U.N. Secretary General Javier Perez de Cuellar and his representatives have been in direct contact with officials in Israel, Iran, Syria and Lebanon over the last few months, trying to end the hostage crisis that has mired attempts to improve relations between Muslim powers and the West. And, basically, it has been a bazaar, a trade in captives, some priced higher than others.

In early August, Briton John McCarthy and American Edward A. Tracy were released. McCarthy carried a letter to Perez de Cuellar calling for increased U.N. efforts to free captives held by both sides.

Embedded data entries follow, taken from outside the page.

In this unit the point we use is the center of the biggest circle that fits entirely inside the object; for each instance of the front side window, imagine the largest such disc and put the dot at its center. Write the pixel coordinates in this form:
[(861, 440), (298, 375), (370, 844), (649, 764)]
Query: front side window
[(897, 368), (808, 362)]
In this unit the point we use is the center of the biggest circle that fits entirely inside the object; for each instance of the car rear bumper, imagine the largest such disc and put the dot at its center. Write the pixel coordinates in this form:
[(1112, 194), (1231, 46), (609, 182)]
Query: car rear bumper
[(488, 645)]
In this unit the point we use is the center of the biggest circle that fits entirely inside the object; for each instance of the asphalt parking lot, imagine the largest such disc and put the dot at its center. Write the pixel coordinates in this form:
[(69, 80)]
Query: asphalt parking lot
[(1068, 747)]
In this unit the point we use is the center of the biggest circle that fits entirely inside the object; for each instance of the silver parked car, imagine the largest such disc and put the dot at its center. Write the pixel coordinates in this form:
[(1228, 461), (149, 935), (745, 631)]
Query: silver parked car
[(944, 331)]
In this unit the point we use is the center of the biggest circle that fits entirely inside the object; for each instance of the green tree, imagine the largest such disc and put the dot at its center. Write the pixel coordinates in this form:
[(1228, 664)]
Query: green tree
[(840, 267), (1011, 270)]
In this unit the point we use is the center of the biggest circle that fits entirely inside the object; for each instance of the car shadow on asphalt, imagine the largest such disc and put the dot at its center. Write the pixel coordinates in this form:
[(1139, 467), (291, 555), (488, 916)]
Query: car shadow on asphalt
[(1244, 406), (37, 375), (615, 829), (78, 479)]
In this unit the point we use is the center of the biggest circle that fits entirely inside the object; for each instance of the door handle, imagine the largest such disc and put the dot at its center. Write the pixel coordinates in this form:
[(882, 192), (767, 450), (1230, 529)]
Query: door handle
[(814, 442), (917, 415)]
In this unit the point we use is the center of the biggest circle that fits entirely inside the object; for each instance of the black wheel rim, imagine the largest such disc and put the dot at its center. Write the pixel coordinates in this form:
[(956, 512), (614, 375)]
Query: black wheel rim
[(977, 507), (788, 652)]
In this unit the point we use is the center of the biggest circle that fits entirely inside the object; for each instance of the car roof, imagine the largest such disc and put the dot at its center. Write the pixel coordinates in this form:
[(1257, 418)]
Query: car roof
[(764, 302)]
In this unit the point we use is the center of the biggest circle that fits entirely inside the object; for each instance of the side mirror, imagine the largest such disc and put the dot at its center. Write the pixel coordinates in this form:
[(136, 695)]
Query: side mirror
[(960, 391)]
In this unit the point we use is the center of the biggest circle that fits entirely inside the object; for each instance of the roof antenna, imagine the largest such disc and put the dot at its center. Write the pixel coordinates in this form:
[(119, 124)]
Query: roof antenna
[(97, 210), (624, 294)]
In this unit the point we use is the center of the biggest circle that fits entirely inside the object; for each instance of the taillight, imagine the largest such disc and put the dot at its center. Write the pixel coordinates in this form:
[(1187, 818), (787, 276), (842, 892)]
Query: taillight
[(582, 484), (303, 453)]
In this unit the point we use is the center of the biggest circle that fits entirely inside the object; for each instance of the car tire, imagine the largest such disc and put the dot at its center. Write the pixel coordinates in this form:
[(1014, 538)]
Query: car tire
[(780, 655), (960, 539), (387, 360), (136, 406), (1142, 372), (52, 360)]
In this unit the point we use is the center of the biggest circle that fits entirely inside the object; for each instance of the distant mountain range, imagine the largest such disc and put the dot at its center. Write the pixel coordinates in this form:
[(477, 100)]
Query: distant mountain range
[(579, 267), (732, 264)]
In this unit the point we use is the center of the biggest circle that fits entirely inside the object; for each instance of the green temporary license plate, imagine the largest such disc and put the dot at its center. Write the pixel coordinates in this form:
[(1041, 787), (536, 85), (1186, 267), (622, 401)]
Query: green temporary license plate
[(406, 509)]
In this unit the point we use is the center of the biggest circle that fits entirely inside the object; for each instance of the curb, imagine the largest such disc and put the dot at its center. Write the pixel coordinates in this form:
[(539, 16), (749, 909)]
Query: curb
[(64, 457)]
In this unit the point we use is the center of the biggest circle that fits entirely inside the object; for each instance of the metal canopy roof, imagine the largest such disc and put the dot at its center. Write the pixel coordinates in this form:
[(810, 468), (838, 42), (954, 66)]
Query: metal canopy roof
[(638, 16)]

The Lebanese kidnapers, identified by Western intelligence agencies as Shiite Muslims strongly influenced by Iranian hard-liners, have been under pressure to give up their remaining Western hostages. But they have demanded, in return, freedom for some of Israel’s Arab prisoners and other Arabs jailed in Europe for terrorism.

Among the Arab captives, the highest value is placed on Sheik Abdel Karim Obeid, abducted from his south Lebanon village in July, 1989, by Israeli commandos. Israeli authorities said he was a key leader of the militant Hezbollah movement.

“Everyone understands that Sheik Obeid is the strongest card in our hands,” Israeli Defense Minister Moshe Arens said this week, “and he is a bargaining chip not only for Israel but for all Western countries that have hostages there (in Lebanon). Therefore, we have to play this card right.”